The use of this “omnipotent” word OSS ranges from everyday greetings to the meaning “thank you”, “please” or “I accept the teaching even if I do not understand everything” and can be used almost constantly in the karate world.
In Japan it is the word of words for karateka. The OSS should not only come from the upper third of the body via the vocal cords, but – like all energy in the martial arts – from the Hara (tanden) in the lower abdomen. Performed with a bow, it expresses respect, sympathy and trust towards the other. OSS also tells the Sensei that I have understood his instructions and will try to follow them. In the greeting ritual before and after the training, there is the “greeting-to-front” – “shomen-ni-rei” – or the “greeting-to-the-seat-of-the-gods” – “shinza-ni-rei” – no OSS, just a silent bow. Only when the sensei is greeted at the “sensei-ni-rei” or the fellow trainers at the “otagai-ni-rei”, one hears the OSS: once as a request to try the path of budo (karate, aikido, etc.) ) wanting to walk together, and then as a thank you at the end of the class.

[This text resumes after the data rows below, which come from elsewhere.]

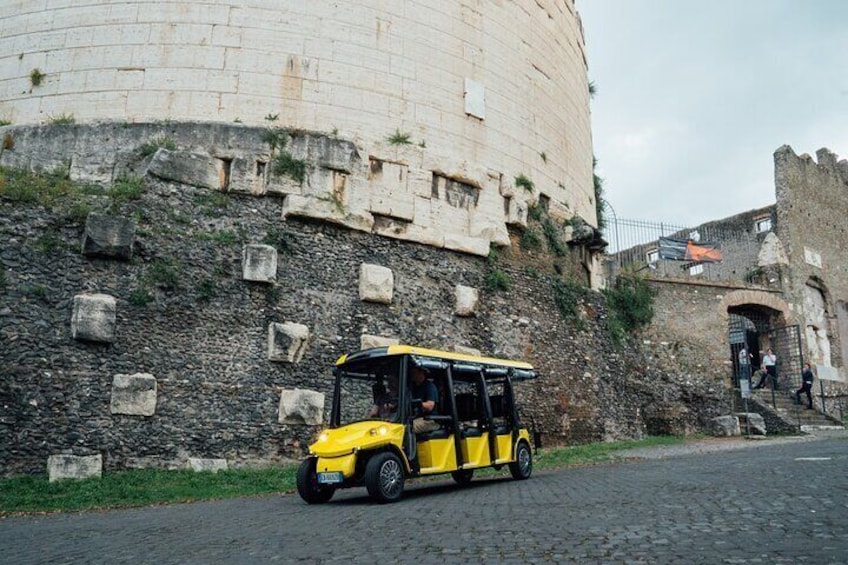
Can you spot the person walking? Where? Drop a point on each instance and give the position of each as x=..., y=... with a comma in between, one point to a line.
x=806, y=386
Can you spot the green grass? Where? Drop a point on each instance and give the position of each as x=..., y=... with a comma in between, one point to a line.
x=138, y=488
x=146, y=487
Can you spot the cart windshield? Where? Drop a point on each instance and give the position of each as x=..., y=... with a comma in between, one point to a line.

OSS means more than just parroting “I agree”.
It means “I accept what you teach me, even if I don’t yet understand exactly WHAT you are teaching me right now, just because I feel that your teaching is correct”.
A student who says: “I accept what you are teaching me, even if I do not yet exactly understand WHAT you are teaching me right now, because I feel that your teaching is right “- and it continues to teach, is not a phonograph, but a future path master.
That is the real meaning of OSS. More than just memorized parroting of OSS.
I have to feel the real OSS too.
How do Budoka recognize each other around the world? By showing respect to one another.